Article 32 – Security of the processing itself
Even though the GDPR was designed to avoid listing technologies that can soon become outdated, Article 32 specifies data security requirements for the future development of technologies.
Here are the key outtakes:
Controllers and processors have to implement technical measures in accordance with the knowledge, costs, nature, scope, context, purpose and the risk to the data subjects for the pseudonymization and
- encryption of personal data; to ensure confidentiality,
- availability and resilience of data processing systems;
- to provide access to data also after a breach;
- to test data protection processes and technologies.
Article 32 provides guidelines for GDPR certification, however, at the moment such a certification doesn't exist yet. When created, it will give companies a competitive edge and decrease the risk of fines. Also, it will prove that companies take seriously the issue of data protection.
Article 33– Notification of data breaches to the appropriate regulator:
In the case of a breach of personal data, the controller has to inform a supervisory authority about the breath within 72 hours after the incident. Should the controller not be able to inform the regulator, one has to provide explanation.
After discovering the breach, the controller has to inform a supervisory authority without a delay.
The notification about the breach has to describe the character of the breach, the type of affected data, approximate number of affected records, personal and contact information of the DPO (or other person), possible implications of the breach and mitigation measures.

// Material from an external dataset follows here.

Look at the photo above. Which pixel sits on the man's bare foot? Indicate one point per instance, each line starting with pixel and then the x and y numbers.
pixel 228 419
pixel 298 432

Missing pieces of information can be supplied in phases in case they are unavailable at the moment.**
Article 34 – Notification of data breaches to the affected individual:
Similarly to Article 33, Article 34 demands the controller to notify the victim of the data breach as soon as possible, particularly if there's a risk of personal rights and freedoms violation.
The notification has to be clear and easy to comprehend, and contain the same details as reported to the supervisory authority. There are, however, exceptions when notifying an individual is not mandatory:
- If data stays safe and is protected by, for example, encryption,
- If risks to an individual decreased because of application protective measures,,
- If identifying and notifying victims of data breach involves "disproportionate effort". In such a case, the controller has to communicate the breach differently, for example placing an ad the media.
Article 35 –Data protection impact assessment:
Controllers have to conduct a Data Protection Impact Assessment (DPIA) when newly introduced data processes and technologies cause threat to the rights and freedoms of individuals. The controller has to seek advice of the company’s DPO (data protection officer) when performing a DPIA.
The DPIA must include at least:
- Why the controller wants to add a certain processing operation
- An estimation of the need of the suggested processing operation
- A risk estimate in terms of personal rights and freedoms
- Proposed measures to minimize risks and security measures ensuring the protection of personal data.